As elevated endothelin-1 (ET-1) levels have been reported in systemic inflammatory diseases, the role of ET-1 as a promoter of inflammatory reactions is currently under investigation. The purpose of this study was to investigate the potential influence of ET-1 on systemic vascular pressure and immune function in terms of blood clearance and organ distribution of injected Escherichia coli in a rabbit model. To enable quantification of the clearance process, defined numbers of exogenous E. coli (10(8) cfu) were injected intravenously 60 min after starting the infusion of ET-1 (0.2 microgram kg-1 min-1; n = 9) or after saline infusion (controls, n = 9). Parameters monitored were arterial blood pressure, airway pressure, serum lactate concentrations and rates of bacterial elimination from the blood. At 180 min after E. coli injection, the animals were killed, and tissue samples of liver, kidney, spleen and lung were collected for bacterial counts. ET-1 infusion produced an increase in mean arterial pressure (83.9 +/- 3.9 mmHg vs. 50.1 +/- 4.1 mmHg at 120 min; P < 0.01) associated with higher serum lactate concentrations (12.6 +/- 1.3 vs. 5.4 +/- 0.3 mg dL-1; P < 0.001) and a delayed bacterial elimination from the blood compared with controls. Furthermore, there was increased colonization of the lungs (3.6 +/- 0.5 x 10(3) cfu vs. 745 +/- 120 cfu; P < 0.01), spleen (142.4 +/- 45.4 x 10(3) cfu vs. 227 +/- 5.2 x 10(3) cfu; P < 0.05) and kidney (758 +/- 329 vs. 357 +/- 151 cfu; NS), reflecting a reduced bacterial killing function.

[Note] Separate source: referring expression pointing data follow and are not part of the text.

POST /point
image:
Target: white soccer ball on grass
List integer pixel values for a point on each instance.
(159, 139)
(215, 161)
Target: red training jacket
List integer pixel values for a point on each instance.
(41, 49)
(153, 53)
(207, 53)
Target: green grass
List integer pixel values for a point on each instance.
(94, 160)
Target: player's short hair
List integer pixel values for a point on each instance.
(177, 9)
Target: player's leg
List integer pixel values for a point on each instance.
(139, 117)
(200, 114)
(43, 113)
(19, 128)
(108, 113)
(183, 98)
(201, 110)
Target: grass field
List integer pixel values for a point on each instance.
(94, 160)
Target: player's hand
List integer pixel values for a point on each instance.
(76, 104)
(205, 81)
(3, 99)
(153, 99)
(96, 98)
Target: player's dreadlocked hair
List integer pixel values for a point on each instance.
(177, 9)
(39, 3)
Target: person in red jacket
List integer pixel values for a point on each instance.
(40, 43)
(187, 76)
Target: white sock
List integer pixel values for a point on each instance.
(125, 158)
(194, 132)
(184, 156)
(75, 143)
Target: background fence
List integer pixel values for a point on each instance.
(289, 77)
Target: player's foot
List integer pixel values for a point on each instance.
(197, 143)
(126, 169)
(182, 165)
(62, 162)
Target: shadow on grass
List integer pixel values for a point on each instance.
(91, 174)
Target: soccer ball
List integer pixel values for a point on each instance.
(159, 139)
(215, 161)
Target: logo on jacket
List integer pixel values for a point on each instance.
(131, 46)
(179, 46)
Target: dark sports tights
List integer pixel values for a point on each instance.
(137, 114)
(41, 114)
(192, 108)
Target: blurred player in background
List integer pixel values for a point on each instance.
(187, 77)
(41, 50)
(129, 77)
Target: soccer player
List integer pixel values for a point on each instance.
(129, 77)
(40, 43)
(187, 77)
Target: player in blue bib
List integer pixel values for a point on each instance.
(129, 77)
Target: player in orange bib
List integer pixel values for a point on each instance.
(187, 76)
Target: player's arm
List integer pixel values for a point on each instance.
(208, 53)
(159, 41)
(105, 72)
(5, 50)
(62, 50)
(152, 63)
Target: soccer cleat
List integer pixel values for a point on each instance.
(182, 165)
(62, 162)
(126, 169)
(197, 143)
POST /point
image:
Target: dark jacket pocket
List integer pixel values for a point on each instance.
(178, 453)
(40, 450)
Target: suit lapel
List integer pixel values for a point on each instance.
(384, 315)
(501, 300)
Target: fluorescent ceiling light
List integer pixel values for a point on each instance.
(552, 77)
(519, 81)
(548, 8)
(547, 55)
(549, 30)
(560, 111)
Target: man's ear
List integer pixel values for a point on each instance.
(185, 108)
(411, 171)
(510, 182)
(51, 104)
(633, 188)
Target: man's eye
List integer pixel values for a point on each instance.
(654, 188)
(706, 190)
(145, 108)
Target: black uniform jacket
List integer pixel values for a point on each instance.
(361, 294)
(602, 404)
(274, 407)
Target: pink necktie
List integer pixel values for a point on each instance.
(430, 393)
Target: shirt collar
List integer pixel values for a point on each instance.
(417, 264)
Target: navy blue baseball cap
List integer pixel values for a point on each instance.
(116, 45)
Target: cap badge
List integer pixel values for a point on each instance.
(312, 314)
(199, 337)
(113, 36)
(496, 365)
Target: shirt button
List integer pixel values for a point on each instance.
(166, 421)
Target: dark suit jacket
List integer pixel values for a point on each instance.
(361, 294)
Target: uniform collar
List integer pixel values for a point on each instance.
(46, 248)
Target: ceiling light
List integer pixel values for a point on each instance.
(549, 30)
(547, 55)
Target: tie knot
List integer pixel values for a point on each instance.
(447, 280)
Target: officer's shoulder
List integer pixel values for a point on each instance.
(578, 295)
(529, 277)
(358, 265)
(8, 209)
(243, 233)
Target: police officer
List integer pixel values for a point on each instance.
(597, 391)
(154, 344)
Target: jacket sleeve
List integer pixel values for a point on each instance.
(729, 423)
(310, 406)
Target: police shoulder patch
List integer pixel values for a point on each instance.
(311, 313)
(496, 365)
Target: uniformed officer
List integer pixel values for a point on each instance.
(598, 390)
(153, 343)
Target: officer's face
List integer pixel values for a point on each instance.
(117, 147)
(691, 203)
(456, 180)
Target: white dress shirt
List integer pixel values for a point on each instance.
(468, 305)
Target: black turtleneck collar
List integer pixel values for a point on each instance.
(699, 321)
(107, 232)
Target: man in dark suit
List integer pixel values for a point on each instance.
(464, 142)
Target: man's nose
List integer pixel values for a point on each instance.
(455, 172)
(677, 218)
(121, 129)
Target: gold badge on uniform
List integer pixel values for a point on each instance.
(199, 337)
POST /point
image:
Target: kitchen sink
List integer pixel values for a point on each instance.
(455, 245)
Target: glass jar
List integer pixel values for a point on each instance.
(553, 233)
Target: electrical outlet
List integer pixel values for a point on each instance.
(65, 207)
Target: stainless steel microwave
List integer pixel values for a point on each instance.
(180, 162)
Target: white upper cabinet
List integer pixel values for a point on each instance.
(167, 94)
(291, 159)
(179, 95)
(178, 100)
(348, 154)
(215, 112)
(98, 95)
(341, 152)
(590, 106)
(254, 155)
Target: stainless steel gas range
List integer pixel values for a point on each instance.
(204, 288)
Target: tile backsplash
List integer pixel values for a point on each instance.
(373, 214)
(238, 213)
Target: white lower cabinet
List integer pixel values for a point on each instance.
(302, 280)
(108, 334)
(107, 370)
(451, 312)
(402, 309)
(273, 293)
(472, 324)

由于在全身性炎症疾病中已报道内皮素 -1(ET-1)水平升高,目前正在研究ET-1作为炎症反应促进因子的作用。本研究的目的是在兔模型中,就注射大肠杆菌后的血液清除和器官分布而言,研究ET-1对全身血管压力和免疫功能的潜在影响。为了能够对清除过程进行量化,在开始输注ET-1(0.2微克·千克⁻¹·分钟⁻¹;n = 9)60分钟后或输注生理盐水后(对照组,n = 9),静脉注射确定数量的外源性大肠杆菌(10⁸ cfu)。监测的参数包括动脉血压、气道压力、血清乳酸浓度以及血液中细菌清除率。在注射大肠杆菌180分钟后,处死动物,并收集肝脏、肾脏、脾脏和肺的组织样本进行细菌计数。输注ET-1导致平均动脉压升高(120分钟时为83.9±3.9 mmHg,而对照组为50.1±4.1 mmHg;P < 0.01),同时血清乳酸浓度更高(12.6±1.3 vs. 5.4±0.3 mg dL⁻¹;P < 0.001),并且与对照组相比,血液中细菌清除延迟。此外,肺部(3.6±0.5×10³ cfu vs. 745±120 cfu;P < 0.01)、脾脏(142.4±45.4×10³ cfu vs. 227±5.2×10³ cfu;P < 0.05)和肾脏(758±329 vs. 357±151 cfu;无显著性差异)的细菌定植增加,反映出细菌杀伤功能降低。